De novo uma pausa silenciosa. Da faixa do restolhal chega um cantar baixinho, mas logo se cala. Está calor de mais para cantar...

– Dizem que vossa mercê montou casa à Akulina, uma isbá nova – diz Pelagueia.

Egor não responde.

– Quer dizer que lhe tem amor...

– É o teu destino, a tua sina! – diz o caçador, espreguiçando-se. – Aguenta, minha órfã. Bom, adeus, chega de tagarelice... Tenho de estar em Bóltovo antes do anoitecer...

Egor levanta-se, espreguiça-se, põe a arma a tiracolo. Pelagueia levanta-se.

– Quando passa pela aldeia? – pergunta baixinho.

– Não tenho nada que ir. Sóbrio, não me apanhas lá, e, bêbado, qual é o interesse para ti? Quando estou bêbado fico raivoso... Adeus!

– Adeus, Egor Vlássitch...

Egor põe o boné repuxado para a nuca e, assobiando ao cão, põe-se a caminho. Pelagueia fica parada a olhar-lhe para as costas... Vê-o a dar aos ombros, vê-lhe a nuca forte, o andar preguiçoso, indiferente, e os olhos dela enchem-se de tristeza e ternura... O seu olhar percorre com carinho a figura alta e magra do marido... Egor parece sentir este olhar, pára, volta-se para ela... Fica calado, mas Pelagueia vê-lhe pela cara, pelos ombros soerguidos, que ele lhe quer dizer alguma coisa.
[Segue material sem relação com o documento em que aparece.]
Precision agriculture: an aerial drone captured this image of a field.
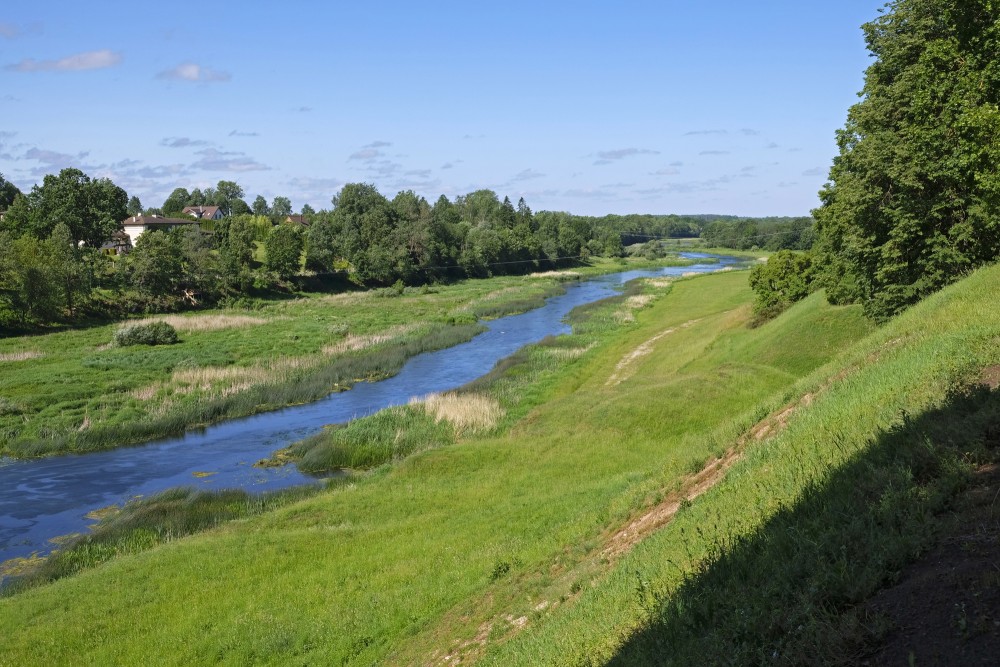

Aproxima-se do homem com timidez, com uma súplica nos olhos.

– Toma lá! – diz ele e volta-lhe as costas. Dá-lhe uma nota de rublo amarrotada e afasta-se rapidamente.

– Adeus, Egor Vlássitch! – diz ela, pegando maquinalmente na nota.

Egor vai pelo caminho comprido e recto como um cinto esticado... Pelagueia, pálida, deixa-se ficar, imóvel como uma estátua, seguindo com os olhos cada passada do homem. Por fim, o vermelho da camisa dele funde-se com a cor parda das calças, os passos tornam-se-lhe indistintos, o cão já não se destrinça das botas. Apenas se lhe enxerga o boné, mas, de súbito, Egor vira bruscamente para a direita, para a orla desbastada, e o seu boné desaparece no meio da verdura da mata.

– Adeus, Egor Vlássitch – sussurra Pelagueia e levanta-se nas pontas dos pés para ver mais uma vez o boné branco.